Wednesday, November 25, 2009

What I Am Trying to Teach Today

We have hosted Thanksgiving all of 3 times in our married/adult life. Once was as vegetarians in 1994 and I am pretty sure it doesn't count as we didn't roast a turkey (or serve any meat at all). We hosted a very big meal in 2007; my mother had recently died and family and friends gathered here. I did everything from scratch, from Grand Marnier orange-cranberry sauce to a gluten-free apple-bacon-cornbread dressing that was perhaps the peak of my holiday cooking career. We roasted our first turkey and we almost set the oven on fire because we used so much butter. I swore I would never cook Thanksgiving dinner again.

Of course, I did; last year we had my father, my mother-in-law, and my sister-in-law join us for a small feast. The turkey turned out perfectly; indeed the entire meal was delicious. But once again the stress in our home was palpable for days and I repeated my vow not to do it ever again, a vow that I was destined to break. It seems that not cooking simply isn't an option. We have become the anchor in an extended family adrift in brokenness and dysfunction.

I don't handle stress well. That is perhaps an understatement ~ I turn into a raging mess of emotions, fly off the handle repeatedly, get very angry, and contemplate deserting my family to live alone in a small apartment with a dog and a laptop. It's completely surreal; I don't feel or think or act like myself. I think I must be allergic to cortisol, that wonderful stress hormone. Every part of my temperament is magnified and I go from quirky to insane. Trying to hold it in just shifts the effects to my physical body.

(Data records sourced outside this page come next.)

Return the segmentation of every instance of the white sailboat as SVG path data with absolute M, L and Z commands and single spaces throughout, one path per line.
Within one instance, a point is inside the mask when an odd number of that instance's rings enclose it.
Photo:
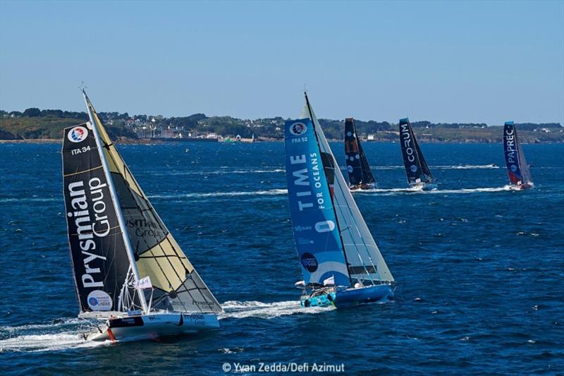
M 79 317 L 92 340 L 219 327 L 215 297 L 155 212 L 86 92 L 90 121 L 65 129 L 63 176 Z

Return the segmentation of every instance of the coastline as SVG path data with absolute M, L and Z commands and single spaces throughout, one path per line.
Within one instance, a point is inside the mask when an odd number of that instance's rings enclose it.
M 329 140 L 330 142 L 338 142 L 342 141 L 342 140 L 338 139 L 331 139 Z M 390 142 L 390 143 L 396 143 L 397 142 L 396 140 L 362 140 L 364 142 Z M 427 144 L 501 144 L 501 139 L 500 140 L 426 140 L 424 138 L 420 139 L 419 141 L 422 143 L 427 143 Z M 115 140 L 116 143 L 118 145 L 161 145 L 161 144 L 166 144 L 166 143 L 178 143 L 173 140 L 151 140 L 151 139 L 140 139 L 137 140 L 135 138 L 121 138 L 118 140 Z M 282 138 L 276 139 L 276 138 L 269 138 L 268 140 L 259 140 L 257 142 L 283 142 L 284 140 Z M 54 144 L 54 143 L 60 143 L 61 142 L 61 139 L 56 139 L 56 138 L 27 138 L 25 140 L 0 140 L 0 144 Z M 197 141 L 187 141 L 186 143 L 200 143 Z M 219 143 L 223 143 L 223 142 L 219 142 Z M 250 144 L 252 145 L 253 142 L 236 142 L 234 143 L 241 143 L 241 144 Z M 564 143 L 564 140 L 556 140 L 556 141 L 539 141 L 537 140 L 536 142 L 522 142 L 524 145 L 556 145 L 556 144 L 563 144 Z

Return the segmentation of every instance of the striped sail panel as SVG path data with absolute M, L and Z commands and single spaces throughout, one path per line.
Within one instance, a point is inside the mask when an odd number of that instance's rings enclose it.
M 333 164 L 336 166 L 337 162 L 317 118 L 313 109 L 310 113 L 307 104 L 302 116 L 307 116 L 312 120 L 321 152 L 331 156 Z M 335 169 L 333 193 L 333 202 L 351 279 L 393 281 L 393 277 L 339 169 Z
M 400 120 L 400 145 L 410 184 L 431 183 L 433 176 L 407 118 Z
M 68 244 L 80 313 L 119 310 L 130 264 L 90 123 L 65 129 L 62 159 Z
M 149 277 L 154 289 L 151 308 L 221 312 L 124 163 L 90 101 L 88 105 L 104 145 L 140 277 Z M 145 293 L 149 301 L 150 296 Z
M 309 119 L 285 126 L 288 197 L 296 248 L 304 281 L 323 284 L 333 277 L 338 286 L 350 286 L 328 181 L 313 124 Z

If I can't keep my vow not to cook, perhaps I can make a new one: to not get stressed out and become a different person on Thanksgiving. To model the calm that I want my children to feel. To keep it simple (or as simple as I can in a house where one person prefers mashed potatoes and gravy and the other prefers a praline sweet-potato casserole and I have to make both), to do what I can ahead to limit the stress of cooking on the big day, and to forgive myself any imperfections that arise.

Everyday is a day that our children are learning, whether we are presenting main lesson material or not. Indeed, how we live our lives is the biggest main lesson of all. I want my children to see that having people into our home to share a meal with us is a gift, and I can't pass that message on if all they see is the stress that I let build up because I am trying to live up to someone else's idea of perfect. So every time I feel the stress building I am going to stop and remind myself that it can be simple, it doesn't have to be perfect, and that being calm and enjoying the process is as important as the product.